Large language models trained on extensive datasets can expedite genomics research, simplify clinical documentation, enhance real-time diagnostics, aid clinical decision-making, quicken drug discovery, and even produce synthetic data for experimental progress.
However, their potential to revolutionize biomedical research often meets a bottleneck: these models struggle with edge cases like rare diseases and atypical conditions due to a lack of reliable, representative data beyond structured healthcare data.
New York-based Mantis Biotech claims to bridge this data availability gap. The company’s platform combines different data sources to create synthetic datasets that can build “digital twins” of the human body: predictive models of anatomy, physiology, and behavior.
These digital twins are proposed for data aggregation and analysis, potentially to study and test new medical procedures, train surgical robots, and simulate or predict medical issues or even behavior patterns. For instance, a sports team could anticipate the likelihood of a specific NFL player developing an Achilles heel injury based on recent performance, training load, diet, and tenure, explained Mantis’ founder and CEO Georgia Witchel in a TechCrunch interview.
To create these twins, Mantis’ platform gathers data from sources like textbooks, motion capture cameras, biometric sensors, training logs, and medical imaging. An LLM-based system routes, validates, and synthesizes the inputs, and a physics engine generates high-fidelity renders of this dataset to train predictive models.
“We transform disparate data sources into predictive models of human performance. Any prediction of human performance is a good use of our technology,” Witchel stated.
The physics engine is crucial, Witchel told TechCrunch, by grounding the generated synthetic data and accurately modeling the physics of anatomy.
“If asked to do hand-pose estimation for someone missing a finger, it’s tough without public datasets of labeled hand positions for such cases. We can easily create those datasets by adjusting our physics model,” she said.
With Mantis’ platform bridging data source gaps, Witchel sees potential for widespread use in the biomedical sector, where procedure or patient information is often difficult to access, unstructured, or siloed.
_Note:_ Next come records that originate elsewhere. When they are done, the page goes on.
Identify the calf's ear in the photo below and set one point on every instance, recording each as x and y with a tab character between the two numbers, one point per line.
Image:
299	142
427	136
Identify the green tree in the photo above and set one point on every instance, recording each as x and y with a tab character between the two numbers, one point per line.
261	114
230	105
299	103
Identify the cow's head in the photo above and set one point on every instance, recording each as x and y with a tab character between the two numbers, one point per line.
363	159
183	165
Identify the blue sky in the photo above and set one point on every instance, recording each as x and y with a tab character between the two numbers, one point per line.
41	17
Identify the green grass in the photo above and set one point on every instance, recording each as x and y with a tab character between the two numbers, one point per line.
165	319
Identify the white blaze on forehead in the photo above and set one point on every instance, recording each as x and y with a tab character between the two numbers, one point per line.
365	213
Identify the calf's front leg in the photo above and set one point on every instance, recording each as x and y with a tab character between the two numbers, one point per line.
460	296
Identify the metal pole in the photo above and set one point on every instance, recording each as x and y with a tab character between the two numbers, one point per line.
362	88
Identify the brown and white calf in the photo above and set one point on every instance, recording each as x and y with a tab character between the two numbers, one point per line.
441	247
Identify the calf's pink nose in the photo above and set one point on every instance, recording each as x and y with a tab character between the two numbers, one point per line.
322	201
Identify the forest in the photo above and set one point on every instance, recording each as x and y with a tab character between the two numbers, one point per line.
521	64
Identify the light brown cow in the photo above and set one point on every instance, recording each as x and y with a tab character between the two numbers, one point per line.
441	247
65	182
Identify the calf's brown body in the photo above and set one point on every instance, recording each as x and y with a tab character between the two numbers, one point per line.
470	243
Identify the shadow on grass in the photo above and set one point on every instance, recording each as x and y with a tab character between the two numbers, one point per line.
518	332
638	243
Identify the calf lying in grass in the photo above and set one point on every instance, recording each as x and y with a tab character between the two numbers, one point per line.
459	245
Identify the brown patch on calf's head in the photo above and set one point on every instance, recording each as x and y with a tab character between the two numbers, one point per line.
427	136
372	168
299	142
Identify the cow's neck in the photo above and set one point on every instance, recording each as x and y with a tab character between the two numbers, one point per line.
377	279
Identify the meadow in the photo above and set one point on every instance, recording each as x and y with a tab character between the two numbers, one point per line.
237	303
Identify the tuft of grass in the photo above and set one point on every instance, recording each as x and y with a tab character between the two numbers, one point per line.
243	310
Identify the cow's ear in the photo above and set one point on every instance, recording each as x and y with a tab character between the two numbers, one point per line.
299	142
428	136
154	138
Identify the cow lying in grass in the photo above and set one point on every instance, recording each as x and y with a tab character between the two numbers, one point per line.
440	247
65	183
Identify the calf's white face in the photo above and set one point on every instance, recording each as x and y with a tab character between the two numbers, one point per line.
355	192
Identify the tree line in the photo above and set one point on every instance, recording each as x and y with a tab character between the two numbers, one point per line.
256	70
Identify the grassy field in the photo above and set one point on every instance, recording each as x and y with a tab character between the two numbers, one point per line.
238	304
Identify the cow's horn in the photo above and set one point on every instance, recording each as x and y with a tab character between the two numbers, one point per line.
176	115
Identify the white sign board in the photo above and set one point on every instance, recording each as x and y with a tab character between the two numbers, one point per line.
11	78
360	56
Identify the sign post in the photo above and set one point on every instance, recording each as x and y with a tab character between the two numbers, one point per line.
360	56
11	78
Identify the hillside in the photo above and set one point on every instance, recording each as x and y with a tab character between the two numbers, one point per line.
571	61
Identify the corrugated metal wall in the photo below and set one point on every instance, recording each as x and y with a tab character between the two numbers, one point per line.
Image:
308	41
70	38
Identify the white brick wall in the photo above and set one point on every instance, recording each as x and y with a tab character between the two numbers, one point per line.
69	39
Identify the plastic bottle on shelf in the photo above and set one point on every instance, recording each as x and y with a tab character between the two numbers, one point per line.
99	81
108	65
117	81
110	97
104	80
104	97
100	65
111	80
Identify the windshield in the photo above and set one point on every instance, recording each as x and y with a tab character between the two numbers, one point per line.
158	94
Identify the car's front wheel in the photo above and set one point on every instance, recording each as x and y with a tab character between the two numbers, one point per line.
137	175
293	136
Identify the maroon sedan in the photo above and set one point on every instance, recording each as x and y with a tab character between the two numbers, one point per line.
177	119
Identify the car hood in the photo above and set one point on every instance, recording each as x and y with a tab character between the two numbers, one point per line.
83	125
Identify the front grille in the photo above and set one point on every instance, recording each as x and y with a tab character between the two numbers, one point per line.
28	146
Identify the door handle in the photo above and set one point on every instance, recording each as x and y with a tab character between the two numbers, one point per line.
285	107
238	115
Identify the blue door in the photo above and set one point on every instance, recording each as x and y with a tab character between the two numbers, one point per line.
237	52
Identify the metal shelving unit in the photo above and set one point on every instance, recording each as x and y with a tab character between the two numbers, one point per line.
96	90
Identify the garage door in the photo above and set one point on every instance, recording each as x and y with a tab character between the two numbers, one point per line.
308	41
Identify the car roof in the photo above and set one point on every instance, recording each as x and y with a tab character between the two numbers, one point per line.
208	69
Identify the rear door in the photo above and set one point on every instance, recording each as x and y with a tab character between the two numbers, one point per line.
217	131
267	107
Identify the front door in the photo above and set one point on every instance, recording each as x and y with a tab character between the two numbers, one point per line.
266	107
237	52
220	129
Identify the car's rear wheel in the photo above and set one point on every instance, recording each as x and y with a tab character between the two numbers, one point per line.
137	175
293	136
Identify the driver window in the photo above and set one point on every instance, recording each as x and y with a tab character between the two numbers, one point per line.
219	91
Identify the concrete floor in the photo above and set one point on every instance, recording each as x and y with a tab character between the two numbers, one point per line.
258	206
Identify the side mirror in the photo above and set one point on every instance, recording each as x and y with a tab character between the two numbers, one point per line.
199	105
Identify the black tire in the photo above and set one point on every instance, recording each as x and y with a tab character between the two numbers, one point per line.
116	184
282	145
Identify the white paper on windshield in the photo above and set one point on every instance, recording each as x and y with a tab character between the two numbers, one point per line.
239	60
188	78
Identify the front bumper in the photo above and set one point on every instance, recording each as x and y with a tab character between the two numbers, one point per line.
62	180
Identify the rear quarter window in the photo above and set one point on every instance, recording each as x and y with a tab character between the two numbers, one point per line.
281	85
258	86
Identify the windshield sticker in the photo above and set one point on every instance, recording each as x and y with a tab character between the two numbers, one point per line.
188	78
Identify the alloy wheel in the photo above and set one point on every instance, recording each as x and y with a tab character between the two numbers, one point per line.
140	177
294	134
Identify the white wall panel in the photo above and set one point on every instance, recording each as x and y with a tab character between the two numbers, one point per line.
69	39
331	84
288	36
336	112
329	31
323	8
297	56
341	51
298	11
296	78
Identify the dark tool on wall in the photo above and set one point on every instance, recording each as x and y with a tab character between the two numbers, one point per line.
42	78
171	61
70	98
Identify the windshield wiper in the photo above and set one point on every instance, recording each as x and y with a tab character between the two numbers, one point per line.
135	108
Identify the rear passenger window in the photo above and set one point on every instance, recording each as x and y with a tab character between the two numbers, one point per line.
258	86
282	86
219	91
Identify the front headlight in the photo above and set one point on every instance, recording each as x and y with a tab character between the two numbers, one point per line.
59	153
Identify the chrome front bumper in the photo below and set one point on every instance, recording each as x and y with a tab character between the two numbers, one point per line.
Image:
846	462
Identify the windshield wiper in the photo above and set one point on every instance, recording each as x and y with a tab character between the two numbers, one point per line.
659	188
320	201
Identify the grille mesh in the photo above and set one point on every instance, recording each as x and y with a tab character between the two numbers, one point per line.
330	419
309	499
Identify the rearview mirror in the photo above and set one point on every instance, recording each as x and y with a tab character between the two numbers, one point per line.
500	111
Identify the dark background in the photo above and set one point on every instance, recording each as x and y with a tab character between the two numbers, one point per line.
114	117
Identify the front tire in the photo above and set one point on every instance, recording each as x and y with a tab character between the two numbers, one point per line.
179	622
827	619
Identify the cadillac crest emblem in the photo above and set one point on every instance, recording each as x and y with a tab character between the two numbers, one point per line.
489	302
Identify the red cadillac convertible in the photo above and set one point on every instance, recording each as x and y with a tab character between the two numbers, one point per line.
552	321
She highlighted edge cases or rare diseases where data is hard to gather due to ethical and regulatory constraints on using patients’ data.
“Think of a three-year-old with a Barbie, smashing it on the table—apply that mindset to our digital twins,” she said. “I want to shift the idea to testing humans virtually, while respecting privacy and not exploiting data.”
Currently, Mantis is successful in professional sports, modeling high-performing athletes. One major client is an NBA team.
“We create digital representations showing athletes’ jumps over time, linked to sleep or arm lift frequency,” Witchel explained.
Mantis recently raised $7.4 million in seed funding led by Decibel VC, with participation from Y Combinator, angel investors, and Liquid 2, funding hiring, advertising, and market functions.
Mantis plans to expand the tech and eventually release the platform for public preventive healthcare use. The company is also aiming to cater to pharmaceutical labs and researchers involved in FDA trials, providing insights into patient treatment responses.